Remus watched her for a moment, before taking a deep breath, pulling himself together and nodding. He cracked a small smile.
"You remind me of her, you know. Celia. She was…she was fireproof."
Hermione smiled sadly at the word choice. "She was fireproof. At least the first time. But the second time, the fire won."
Remus shook his head. "She may have died in the second fire at your muggle home, Hermione, but she will always be fireproof to me. It comes for all of us in the end. But you're right, she gave herself twenty more years. And she gave us all you."

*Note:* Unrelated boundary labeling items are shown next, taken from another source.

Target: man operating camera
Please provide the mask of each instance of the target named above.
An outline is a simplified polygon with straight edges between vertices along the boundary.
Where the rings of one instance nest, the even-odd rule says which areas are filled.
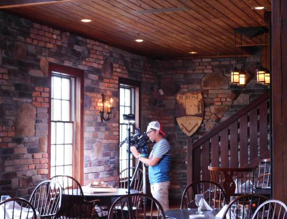
[[[142,157],[135,147],[131,148],[131,151],[136,158],[148,166],[151,194],[166,211],[169,208],[170,145],[164,137],[166,133],[158,122],[149,123],[146,133],[150,140],[155,142],[148,158]]]

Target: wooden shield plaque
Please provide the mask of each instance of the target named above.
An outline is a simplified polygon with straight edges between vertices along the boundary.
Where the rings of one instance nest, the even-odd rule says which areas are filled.
[[[190,136],[203,119],[203,99],[201,93],[180,93],[176,96],[176,121],[181,130]]]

Hermione thought about Remus's words for a moment as she considered something. A new idea, slipping through her mind, like a water droplet down a window in the rain.
It comes for all of us in the end.
Had she known?
When Hermione had imagined her parents' death, she had imagined screaming and chaos as they fought against a power that they had no tools to combat. She imagined them burning to death in her childhood home, crying for her to save them, when she couldn't. When she hadn't.
But now she imagined it differently.
She imagined her mother staring death in the face, calmly accepting her fate as the Death Eaters trapped her and her husband in the house. She imagined her mother waving her hand, finding a power within herself that she hadn't used for years. She imagined her mother and father holding each other, a cooling charm protecting them from the pain, as they spent their last moments together. Her mother would not have tried to save them. Hermione felt certain, that for her it would have been a long time coming. It would have been a new adventure. It would have been an opportunity to see her first husband after decades, to spend eternity with both of her loves, for Hermione was positive that Celia Nott had loved Richard Granger as well. It was a chance to live as herself again, if only in death.
It comes for all of us in the end.
The puzzle pieces fell into place. Her mind made its tight train connection.
And for the first time since her parents' death, Hermione felt complete and utter peace.